Many people wish they could do more to protect the planet, but they aren’t aware of the resources available in their area. Marissa LaMagna is making it her business to educate them, at least in Northern California. Her Berkeley-based Bay Area Green Tours leads individuals and organizations to the doorsteps of innovative companies in the San Francisco Bay Area to learn about what they offer.
“We offer seminars on wheels that introduce people to the sustainable solutions that exist around us,” LaMagna says. “The Bay Area is one of the environmental epicenters in the world and even residents are not always aware of our green resources.”
BAGT tools people around on a biodiesel-fueled bus and shows them sustainable local businesses.
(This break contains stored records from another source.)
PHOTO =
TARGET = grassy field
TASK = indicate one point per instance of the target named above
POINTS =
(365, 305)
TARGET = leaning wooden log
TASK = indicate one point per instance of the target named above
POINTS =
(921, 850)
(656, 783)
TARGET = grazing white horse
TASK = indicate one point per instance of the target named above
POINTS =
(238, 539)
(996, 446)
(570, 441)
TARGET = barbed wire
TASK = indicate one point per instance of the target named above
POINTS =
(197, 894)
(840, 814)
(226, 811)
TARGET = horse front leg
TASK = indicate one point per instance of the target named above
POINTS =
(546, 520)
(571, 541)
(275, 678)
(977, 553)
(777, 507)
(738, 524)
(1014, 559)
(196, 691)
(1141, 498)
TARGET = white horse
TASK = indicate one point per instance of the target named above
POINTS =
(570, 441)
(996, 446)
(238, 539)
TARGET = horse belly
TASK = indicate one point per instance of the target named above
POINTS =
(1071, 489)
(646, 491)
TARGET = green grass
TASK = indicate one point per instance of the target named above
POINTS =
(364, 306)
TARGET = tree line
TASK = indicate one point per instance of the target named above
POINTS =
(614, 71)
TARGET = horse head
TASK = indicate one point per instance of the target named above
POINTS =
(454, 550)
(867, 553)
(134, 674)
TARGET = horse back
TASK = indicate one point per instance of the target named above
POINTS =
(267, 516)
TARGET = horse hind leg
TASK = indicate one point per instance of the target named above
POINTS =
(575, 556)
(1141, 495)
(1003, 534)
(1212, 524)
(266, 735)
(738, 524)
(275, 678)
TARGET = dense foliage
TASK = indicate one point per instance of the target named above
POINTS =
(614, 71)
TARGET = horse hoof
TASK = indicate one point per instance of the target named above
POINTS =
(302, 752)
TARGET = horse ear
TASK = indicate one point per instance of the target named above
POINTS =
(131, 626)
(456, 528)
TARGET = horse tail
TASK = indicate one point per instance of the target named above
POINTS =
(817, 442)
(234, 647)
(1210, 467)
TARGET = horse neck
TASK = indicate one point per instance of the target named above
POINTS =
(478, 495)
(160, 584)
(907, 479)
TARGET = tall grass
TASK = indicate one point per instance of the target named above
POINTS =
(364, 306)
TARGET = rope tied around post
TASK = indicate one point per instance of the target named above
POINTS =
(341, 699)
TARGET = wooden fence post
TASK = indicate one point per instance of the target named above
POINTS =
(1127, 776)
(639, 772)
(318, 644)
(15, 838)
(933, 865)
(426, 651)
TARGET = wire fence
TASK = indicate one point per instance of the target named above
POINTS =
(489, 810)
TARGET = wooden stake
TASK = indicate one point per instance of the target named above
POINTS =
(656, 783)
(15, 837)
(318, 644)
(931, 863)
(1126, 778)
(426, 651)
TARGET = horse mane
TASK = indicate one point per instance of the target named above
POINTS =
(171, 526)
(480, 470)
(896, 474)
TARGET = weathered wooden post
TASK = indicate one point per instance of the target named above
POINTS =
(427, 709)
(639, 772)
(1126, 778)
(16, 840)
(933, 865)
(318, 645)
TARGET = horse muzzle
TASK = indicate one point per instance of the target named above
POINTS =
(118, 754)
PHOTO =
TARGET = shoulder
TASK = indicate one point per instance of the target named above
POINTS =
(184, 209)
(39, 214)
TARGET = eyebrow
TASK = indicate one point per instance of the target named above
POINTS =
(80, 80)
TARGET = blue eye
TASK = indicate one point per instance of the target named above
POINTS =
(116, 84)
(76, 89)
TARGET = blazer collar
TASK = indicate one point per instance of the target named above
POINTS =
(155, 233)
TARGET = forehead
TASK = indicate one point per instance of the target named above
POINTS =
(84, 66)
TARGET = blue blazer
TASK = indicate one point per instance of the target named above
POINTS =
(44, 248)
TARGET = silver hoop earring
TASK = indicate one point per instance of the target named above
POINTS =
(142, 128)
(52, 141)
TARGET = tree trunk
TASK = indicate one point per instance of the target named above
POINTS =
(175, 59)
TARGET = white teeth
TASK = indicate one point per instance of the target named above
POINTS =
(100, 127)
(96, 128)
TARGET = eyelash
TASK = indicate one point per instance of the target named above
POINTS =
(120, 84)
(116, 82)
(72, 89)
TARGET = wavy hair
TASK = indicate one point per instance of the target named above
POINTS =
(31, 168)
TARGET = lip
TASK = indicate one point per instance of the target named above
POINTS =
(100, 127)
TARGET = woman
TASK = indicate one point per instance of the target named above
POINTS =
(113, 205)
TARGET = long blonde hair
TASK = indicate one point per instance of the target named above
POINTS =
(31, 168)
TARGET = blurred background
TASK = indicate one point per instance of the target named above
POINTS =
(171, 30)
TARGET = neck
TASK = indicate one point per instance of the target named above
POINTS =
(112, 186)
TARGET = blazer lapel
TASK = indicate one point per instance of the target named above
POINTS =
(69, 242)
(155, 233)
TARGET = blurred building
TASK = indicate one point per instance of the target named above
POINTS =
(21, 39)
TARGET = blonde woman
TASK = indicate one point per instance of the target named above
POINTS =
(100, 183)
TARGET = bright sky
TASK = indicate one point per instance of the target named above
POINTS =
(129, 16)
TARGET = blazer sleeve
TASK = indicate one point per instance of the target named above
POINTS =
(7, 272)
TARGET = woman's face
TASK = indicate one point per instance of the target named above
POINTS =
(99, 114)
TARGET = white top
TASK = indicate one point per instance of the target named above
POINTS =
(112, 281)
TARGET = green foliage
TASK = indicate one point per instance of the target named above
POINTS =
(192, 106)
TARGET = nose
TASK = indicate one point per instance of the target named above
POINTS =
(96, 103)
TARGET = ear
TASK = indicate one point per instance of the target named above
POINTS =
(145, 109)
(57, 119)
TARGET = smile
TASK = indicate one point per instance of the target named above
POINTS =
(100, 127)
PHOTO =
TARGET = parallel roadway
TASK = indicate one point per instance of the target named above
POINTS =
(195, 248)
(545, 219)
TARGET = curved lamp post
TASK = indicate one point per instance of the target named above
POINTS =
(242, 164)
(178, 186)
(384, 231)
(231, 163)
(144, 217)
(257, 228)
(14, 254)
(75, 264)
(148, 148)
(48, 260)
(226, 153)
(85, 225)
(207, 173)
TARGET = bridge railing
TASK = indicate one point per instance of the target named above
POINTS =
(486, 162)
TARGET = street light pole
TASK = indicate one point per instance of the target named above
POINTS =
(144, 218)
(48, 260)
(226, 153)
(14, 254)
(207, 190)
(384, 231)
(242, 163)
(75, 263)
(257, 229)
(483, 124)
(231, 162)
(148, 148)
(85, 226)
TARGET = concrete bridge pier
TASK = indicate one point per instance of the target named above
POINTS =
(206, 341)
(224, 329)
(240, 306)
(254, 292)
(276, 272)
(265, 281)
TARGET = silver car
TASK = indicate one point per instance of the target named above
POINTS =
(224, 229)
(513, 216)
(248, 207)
For example, a stop at the retail store Building REsources introduces the home-improvement crowd to San Francisco’s only source for re-usable, recycled, and re-manufactured building, craft, and landscaping materials. BAGT also visits:
- organic farms, urban farms, and farmers markets;
- artisan cheese makers and wineries;
- restaurants, manufacturers, hotels, and housing complexes;
- local waste removal, renewable energy, and water management systems; and
- alternative methods of transportation.
Typical BAGT customers include corporations, associations, civic groups, and schools. The tours frequently put high-school and university students, recent graduates, and interns in contact with local green job resources. LaMagna says she’s particularly passionate about introducing students to the green economy. Daylong trips include lunch at an environmentally friendly restaurant.
LaMagna’s transition from being an English teacher to running a yoga and arts center to being an educator about local environmental resources has been tough. She’s been running this labor-intensive enterprise for three years on a shoestring, relying on her personal savings and loans from friends. To cut down on the expense of diesel fuel and truck rental, she recently introduced walking tours such as one of the San Francisco waterfront.
Her one paid staff member is devoted to writing applications for grants. The first grant received came from University of California Berkeley for BAGT to run a tour of local retailers and manufacturers for college freshmen. “So they don’t have to rely on IKEA and Wal-Mart when they come here,” she says. “If it works, it will be a regular event.”
She has enormous challenges but she sees a turning point.
“It used to be me trying to get everybody’s attention. Now we’ve had enough momentum through word-of-mouth from both attendees and resources who are contacting us. Levi‘s came to me saying, ‘We would love to work with you. Bring people to see us and our sustainable practices.’ Now I’m doing one tour a week there.”
Whole Foods, the Intercontinental Hotels and the Commonwealth Club are among those asking for her tours, guidance, and expertise. And in 2012, she looks forward to teaming up with Weber Shandwick to promote the Volt, Chevrolet’s electric car.
In 2010, Bay Area Green Tours received the East Bay Green Award from the local weekly newspaper, East Bay Express. With this recognition and with more public attention, LaMagna hopes the days of struggle are behind her.